12 nov. 2012

Más ganas que juego

DOMINGO, 11 DE NOVIEMBRE 2012. URUGUAY.



No había dudas. Hoy no era un día más en nuestro país. Las grandes masas populares que los dos equipos grandes poseen, se agitaron más que nunca: el Clásico del fútbol uruguayo había llegado en una nueva edición. Más ganas que juego, así me animo a resumir el trámite del juego. El resultado final fue 0-0 y si se quiere, bastante justo. Ambos equipos tuvieron ciertas ocasiones para concretar, pero a ciencia cierta ninguno superó al otro.

Preparativos y cábalas... muchas. En mi caso, colocar en el patio la bandera que tengo del tricolor, colgada en un caño alto. La continua brisa del tiempo, y bajo un cielo totalmente gris, la bandera se agitó una y mil veces meciéndose al compás del viento.

El colorido en las tribunas fue estupendo. Centrándome en la de Nacional; belleza, mucha belleza. Los colores rojo, blanco y azul, demarcados en tres franjas sobre la Colombes, relucieron y resplandecieron en la tarde gris. Y ni hablar del continuo aliento y las ganas que partido tras partido, mucho más acentuado hoy que en otras ocasiones, que resonó y resonó.

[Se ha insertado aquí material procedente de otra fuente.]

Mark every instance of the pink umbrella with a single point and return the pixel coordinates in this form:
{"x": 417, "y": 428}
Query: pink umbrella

Primer tiempo de Peñarol. Básicamente manejaron la pelota y llegaron con más frecuencia. Alguna pelota en el palo, otra contenida por Bava. Pero tampoco mucho más. Luego del presunto ‘asedio’ del carbonero, Nacional pudo controlar el partido a su manera; si bien la pelota le fue fiel sobre el segundo tiempo, aproximadamente desde los 30’ del primer período, supimos manejar mejor los tiempos.

El segundo tiempo estuvo más teñido de blanco. Nacional se fue soltando de a poco, y Calzada junto a Romero tuvieron un mayor ida y vuelta, distribuyendo la pelota; Recoba, como siempre, dando su cuota de magia y brindándole al equipo la pausa justa y la acción inteligente de hacia dónde ir. Núñez cuando pudo fue y vino por banda derecha, aunque no con la frecuencia de otros juegos. Damonte bastante bien, proponiendo esa salida vertical que tiene; a veces fallando en pases, pero supliendo dicha falta con muchas ganas y recuperación.

Medina. Definitivamente en estos partidos es cuando uno entiende su apodo: ‘Cacique’. Más que Cacique, deberían llamarlo león. Siempre se las ingenia para complicar, para ir al choque y generar algo diferente. Tal vez no de una manera limpia y con moño, pero sí siendo importante. Y su invicto clásico se extiende ya a diez partidos: ocho victorias y dos empates, contando el de hoy.

No por nada se eligió a Jorge Bava como jugador del partido (por la transmisión de VTV). El arquero demostró que posee clase. Y si bien declaró de manera dura ante Tenfield y los periodistas que sobrevaloran a Peñarol, me pareció muy correcto y hasta bien dicho lo que dijo. Resumiendo: «El bicampeón es Nacional. El que gana los clásicos es Nacional».

Lembo y Scotti perfectos. Juan Manuel Olivera no se vio, y aún no sé si jugó o no el partido. La tarea de los centrales tricolores logró anular la presencia del 9 carbonero. Así como también a los demás hombres de ofensiva que tiene Peñarol, como por ejemplo Zalayeta. El lateral izquierdo, Pablo Álvarez, cometió un error que pudo haber costado la derrota. Quitando eso, hizo un partido aceptable, como el equipo entero.

Adrián Luna falló un gol increíble, pero para ser su debut clásico lo hizo bien. Por ahí faltó que apareciera con mayor frecuencia en el juego, pero siempre que intervino probó algo diferente. Vicente Sánchez, Taborda y Matías Cabrera ingresaron faltando pocos minutos, evaluar su actuación sería prácticamente imposible. Cabrera tocó un par de pelotas intentando habilitar a Taborda; éste hizo falta en un forcejeo y cayó dos veces en fuera de juego.

En cuentas resumidas, bajo a la vista de la prensa, el gran favorito era Peñarol. Pero Nacional demostró que no está ni dos, ni tres ni cuatro goles, ni tampoco uno, bajo los aurinegros. El equipo tuvo personalidad y hubo ciertos lapsos en el partido en el que dominó y mereció la diferencia. La mencionada jugada de Luna fue una de esas ocasiones clarísimas que se desperdiciaron. Y Peñarol tampoco pudo marcar diferencias cuando hacía méritos para conseguirla.

En general, en ambos equipos, pudo verse que si quisieron pero no pudieron; en definitiva, se vio más ganas que juego.